Desesperado, casi
sin sentido, veo elevarse en lo alto la luna cuajada en sangre, inalcanzable
como la eternidad, fría como el fuego de tus ojos; terminante como tus
palabras, que aun frescas en mis oídos calan profundo dándome el tiro de
gracia. Rompiendo mi alma en mil pedazos, igual que aquel rompecabezas que
juntos nunca pudimos armar.
Tus labios
recorren mi cuerpo en mis sueños. Te veo nítida en la oscuridad que me rodea,
abrazada por una tenue luz que resalta tu sublime imagen.
Llora mi corazón
palabras en silencio. La parábola del árbol que solo cae en medio del bosque
sin nadie que lo oiga, esa parábola que te conté mil veces, hoy muere seca en
mi boca, como aquel árbol, sin nadie que sienta el estrépito que ruge doliente
al caer.
No supe leer en
tus ojos el códice de tu corazón.
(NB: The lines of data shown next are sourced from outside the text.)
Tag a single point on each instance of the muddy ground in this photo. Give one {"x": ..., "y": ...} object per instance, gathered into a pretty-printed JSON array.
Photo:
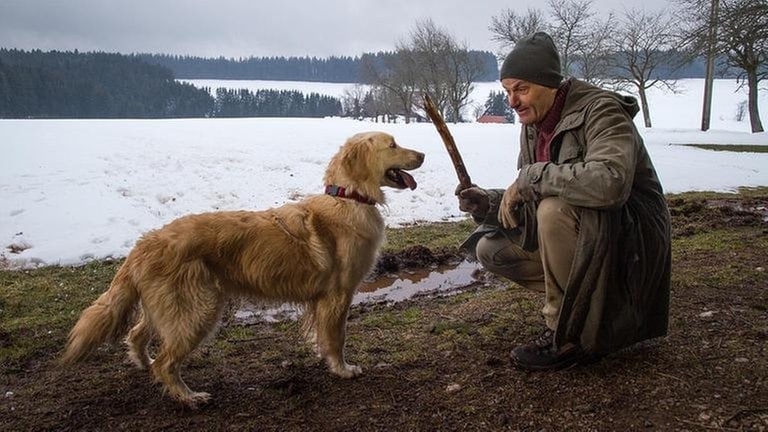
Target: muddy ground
[{"x": 441, "y": 362}]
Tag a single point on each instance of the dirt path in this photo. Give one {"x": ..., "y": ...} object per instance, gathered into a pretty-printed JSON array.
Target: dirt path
[{"x": 441, "y": 363}]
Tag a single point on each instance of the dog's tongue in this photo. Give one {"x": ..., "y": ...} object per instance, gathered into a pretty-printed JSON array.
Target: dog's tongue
[{"x": 408, "y": 179}]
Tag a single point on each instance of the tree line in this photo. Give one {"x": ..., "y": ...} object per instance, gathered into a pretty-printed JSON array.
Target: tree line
[
  {"x": 640, "y": 49},
  {"x": 332, "y": 69},
  {"x": 274, "y": 103},
  {"x": 54, "y": 84},
  {"x": 72, "y": 84}
]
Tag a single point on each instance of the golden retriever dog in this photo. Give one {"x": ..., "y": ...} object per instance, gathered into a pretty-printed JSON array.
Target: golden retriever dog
[{"x": 313, "y": 253}]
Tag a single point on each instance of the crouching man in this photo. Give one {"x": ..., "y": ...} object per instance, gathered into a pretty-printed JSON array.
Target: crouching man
[{"x": 585, "y": 223}]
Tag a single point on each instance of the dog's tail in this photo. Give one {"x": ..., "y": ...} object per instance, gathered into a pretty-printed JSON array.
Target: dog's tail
[{"x": 104, "y": 320}]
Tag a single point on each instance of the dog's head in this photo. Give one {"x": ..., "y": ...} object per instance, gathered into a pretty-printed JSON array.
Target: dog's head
[{"x": 370, "y": 160}]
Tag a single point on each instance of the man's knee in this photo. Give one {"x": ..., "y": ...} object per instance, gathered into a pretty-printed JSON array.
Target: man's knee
[{"x": 553, "y": 215}]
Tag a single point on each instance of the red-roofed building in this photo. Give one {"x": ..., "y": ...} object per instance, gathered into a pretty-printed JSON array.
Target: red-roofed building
[{"x": 492, "y": 119}]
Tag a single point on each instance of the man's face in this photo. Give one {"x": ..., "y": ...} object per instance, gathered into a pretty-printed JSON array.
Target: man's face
[{"x": 530, "y": 101}]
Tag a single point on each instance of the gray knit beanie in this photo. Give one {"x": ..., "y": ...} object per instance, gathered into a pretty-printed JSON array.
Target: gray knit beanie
[{"x": 534, "y": 58}]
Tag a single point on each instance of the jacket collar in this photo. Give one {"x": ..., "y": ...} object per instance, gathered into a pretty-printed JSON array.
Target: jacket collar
[{"x": 342, "y": 192}]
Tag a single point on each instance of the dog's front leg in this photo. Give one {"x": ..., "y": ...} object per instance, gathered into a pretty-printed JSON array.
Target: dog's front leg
[{"x": 331, "y": 323}]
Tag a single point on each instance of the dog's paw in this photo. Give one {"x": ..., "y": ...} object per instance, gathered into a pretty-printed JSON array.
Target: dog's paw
[{"x": 348, "y": 371}]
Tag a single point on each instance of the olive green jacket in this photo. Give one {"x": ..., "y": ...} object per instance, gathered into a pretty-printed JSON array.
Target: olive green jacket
[{"x": 618, "y": 289}]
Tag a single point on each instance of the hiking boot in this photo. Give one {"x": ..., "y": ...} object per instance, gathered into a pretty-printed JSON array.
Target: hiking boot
[{"x": 541, "y": 354}]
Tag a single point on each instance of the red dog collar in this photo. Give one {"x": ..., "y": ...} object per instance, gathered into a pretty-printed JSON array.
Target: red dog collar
[{"x": 341, "y": 192}]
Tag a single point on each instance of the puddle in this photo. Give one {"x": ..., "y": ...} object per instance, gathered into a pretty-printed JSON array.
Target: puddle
[{"x": 388, "y": 288}]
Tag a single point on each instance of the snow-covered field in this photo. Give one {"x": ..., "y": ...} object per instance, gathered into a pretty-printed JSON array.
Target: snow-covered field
[{"x": 76, "y": 190}]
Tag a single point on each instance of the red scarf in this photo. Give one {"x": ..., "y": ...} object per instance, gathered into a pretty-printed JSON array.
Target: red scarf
[{"x": 547, "y": 126}]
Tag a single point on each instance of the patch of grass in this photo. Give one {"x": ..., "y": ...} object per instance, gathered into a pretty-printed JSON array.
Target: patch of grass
[
  {"x": 38, "y": 307},
  {"x": 739, "y": 148},
  {"x": 434, "y": 236},
  {"x": 743, "y": 192}
]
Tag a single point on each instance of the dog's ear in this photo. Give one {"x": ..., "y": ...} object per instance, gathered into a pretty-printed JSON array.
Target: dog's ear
[{"x": 354, "y": 155}]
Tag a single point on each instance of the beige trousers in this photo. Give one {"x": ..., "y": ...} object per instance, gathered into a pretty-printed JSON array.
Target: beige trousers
[{"x": 546, "y": 269}]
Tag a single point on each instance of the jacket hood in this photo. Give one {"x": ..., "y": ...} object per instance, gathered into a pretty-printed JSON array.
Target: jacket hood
[{"x": 582, "y": 94}]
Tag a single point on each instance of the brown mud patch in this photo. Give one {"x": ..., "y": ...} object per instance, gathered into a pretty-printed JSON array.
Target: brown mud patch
[{"x": 441, "y": 362}]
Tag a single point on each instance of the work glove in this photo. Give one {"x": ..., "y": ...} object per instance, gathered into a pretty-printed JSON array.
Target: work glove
[
  {"x": 473, "y": 200},
  {"x": 508, "y": 207}
]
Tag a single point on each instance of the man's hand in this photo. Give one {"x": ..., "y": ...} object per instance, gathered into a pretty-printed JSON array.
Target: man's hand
[
  {"x": 473, "y": 200},
  {"x": 508, "y": 207}
]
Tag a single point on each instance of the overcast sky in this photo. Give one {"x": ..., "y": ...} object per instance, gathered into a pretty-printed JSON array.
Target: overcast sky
[{"x": 243, "y": 28}]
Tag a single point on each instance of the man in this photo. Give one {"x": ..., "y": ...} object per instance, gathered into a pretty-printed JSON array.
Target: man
[{"x": 585, "y": 223}]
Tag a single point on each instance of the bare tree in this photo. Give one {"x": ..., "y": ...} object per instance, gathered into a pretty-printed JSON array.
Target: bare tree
[
  {"x": 395, "y": 73},
  {"x": 641, "y": 45},
  {"x": 569, "y": 29},
  {"x": 581, "y": 38},
  {"x": 445, "y": 68},
  {"x": 593, "y": 57},
  {"x": 509, "y": 27},
  {"x": 352, "y": 101},
  {"x": 743, "y": 39}
]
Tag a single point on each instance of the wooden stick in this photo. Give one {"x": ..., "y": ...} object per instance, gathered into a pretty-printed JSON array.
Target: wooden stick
[{"x": 450, "y": 144}]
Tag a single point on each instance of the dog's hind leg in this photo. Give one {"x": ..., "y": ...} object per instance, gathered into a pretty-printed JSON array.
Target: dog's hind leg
[
  {"x": 190, "y": 314},
  {"x": 330, "y": 324},
  {"x": 138, "y": 342}
]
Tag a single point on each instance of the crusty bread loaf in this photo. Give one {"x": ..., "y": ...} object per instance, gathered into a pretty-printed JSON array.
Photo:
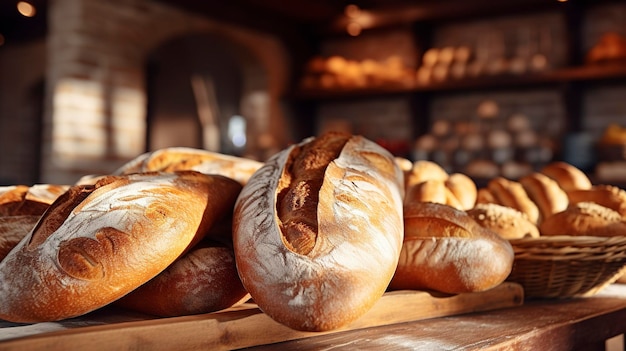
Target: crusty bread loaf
[
  {"x": 203, "y": 280},
  {"x": 13, "y": 229},
  {"x": 511, "y": 193},
  {"x": 609, "y": 196},
  {"x": 97, "y": 243},
  {"x": 585, "y": 218},
  {"x": 318, "y": 230},
  {"x": 446, "y": 250},
  {"x": 546, "y": 193},
  {"x": 567, "y": 176},
  {"x": 506, "y": 221},
  {"x": 464, "y": 190},
  {"x": 185, "y": 158}
]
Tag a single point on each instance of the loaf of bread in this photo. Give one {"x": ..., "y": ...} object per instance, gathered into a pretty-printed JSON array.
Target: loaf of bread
[
  {"x": 97, "y": 243},
  {"x": 606, "y": 195},
  {"x": 13, "y": 229},
  {"x": 184, "y": 158},
  {"x": 203, "y": 280},
  {"x": 506, "y": 221},
  {"x": 567, "y": 176},
  {"x": 318, "y": 231},
  {"x": 447, "y": 251},
  {"x": 585, "y": 218},
  {"x": 546, "y": 193}
]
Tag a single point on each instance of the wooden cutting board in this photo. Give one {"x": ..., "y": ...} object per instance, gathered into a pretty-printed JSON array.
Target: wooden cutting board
[{"x": 239, "y": 327}]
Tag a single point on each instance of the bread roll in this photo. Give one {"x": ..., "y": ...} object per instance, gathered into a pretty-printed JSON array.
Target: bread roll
[
  {"x": 184, "y": 158},
  {"x": 567, "y": 176},
  {"x": 606, "y": 195},
  {"x": 425, "y": 170},
  {"x": 512, "y": 194},
  {"x": 464, "y": 190},
  {"x": 203, "y": 280},
  {"x": 545, "y": 193},
  {"x": 13, "y": 229},
  {"x": 508, "y": 222},
  {"x": 585, "y": 218},
  {"x": 318, "y": 230},
  {"x": 97, "y": 243},
  {"x": 446, "y": 250}
]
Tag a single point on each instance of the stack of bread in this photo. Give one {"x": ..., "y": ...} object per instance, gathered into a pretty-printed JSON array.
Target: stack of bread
[{"x": 315, "y": 235}]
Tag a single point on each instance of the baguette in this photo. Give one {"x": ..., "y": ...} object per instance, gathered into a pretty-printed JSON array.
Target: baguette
[
  {"x": 97, "y": 243},
  {"x": 318, "y": 231}
]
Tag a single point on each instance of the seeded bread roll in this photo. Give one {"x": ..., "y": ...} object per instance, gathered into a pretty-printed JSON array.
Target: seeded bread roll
[
  {"x": 184, "y": 158},
  {"x": 511, "y": 193},
  {"x": 585, "y": 218},
  {"x": 97, "y": 243},
  {"x": 545, "y": 193},
  {"x": 446, "y": 250},
  {"x": 508, "y": 222},
  {"x": 567, "y": 176},
  {"x": 606, "y": 195},
  {"x": 318, "y": 231}
]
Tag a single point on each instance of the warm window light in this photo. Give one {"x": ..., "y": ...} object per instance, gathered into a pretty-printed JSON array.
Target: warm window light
[
  {"x": 352, "y": 11},
  {"x": 26, "y": 9}
]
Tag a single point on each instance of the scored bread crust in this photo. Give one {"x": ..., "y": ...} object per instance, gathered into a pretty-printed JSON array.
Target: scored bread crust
[
  {"x": 172, "y": 159},
  {"x": 447, "y": 251},
  {"x": 355, "y": 249},
  {"x": 98, "y": 243}
]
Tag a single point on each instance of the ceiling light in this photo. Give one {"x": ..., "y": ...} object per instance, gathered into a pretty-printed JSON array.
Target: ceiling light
[{"x": 26, "y": 9}]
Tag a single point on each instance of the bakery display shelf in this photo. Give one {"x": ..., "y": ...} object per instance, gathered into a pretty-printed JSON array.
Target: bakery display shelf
[
  {"x": 586, "y": 73},
  {"x": 238, "y": 327}
]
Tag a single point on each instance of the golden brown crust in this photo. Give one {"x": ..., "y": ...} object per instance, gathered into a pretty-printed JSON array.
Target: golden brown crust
[
  {"x": 97, "y": 243},
  {"x": 506, "y": 221},
  {"x": 446, "y": 250},
  {"x": 464, "y": 190},
  {"x": 204, "y": 280},
  {"x": 174, "y": 159},
  {"x": 511, "y": 193},
  {"x": 585, "y": 218},
  {"x": 359, "y": 237},
  {"x": 545, "y": 193},
  {"x": 13, "y": 229},
  {"x": 567, "y": 176},
  {"x": 606, "y": 195}
]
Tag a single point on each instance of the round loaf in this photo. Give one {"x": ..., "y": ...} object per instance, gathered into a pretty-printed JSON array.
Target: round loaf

No supe darte la felicidad que añorabas. Me
superaron esos pequeños detalles que siempre reclamaste. No entiendo porque no advertí
que tu mundo se construía de pequeños detalles.
Ahora veo todo
con mayor claridad. Tu mundo estaba formado por miles y miles de ladrillos,
como un magnifico coliseo. Yo solo vi la gran estructura, me extravié en su
magnifica arquitectura, en lo refinado de sus contornos, en lo aparatoso de la construcción.
No aprendí a ver
tus detalles, me perdí esas pequeñas cosas que juntas hacían tu mundo, tu
coliseo.
Miro la luna que
me aplasta con su soledad, veo las minúsculas perforaciones brillantes en el
negro manto de la noche.
Perdidos en lo
infinito, dos luceros esmeraldas me contemplan, como lo hacían tus ojos el día
que te fuiste.
Ahora en el
crepúsculo de mis días, la sombra de tus ojos me llama con cada reflejo de
aquellos pequeños detalles que perdí.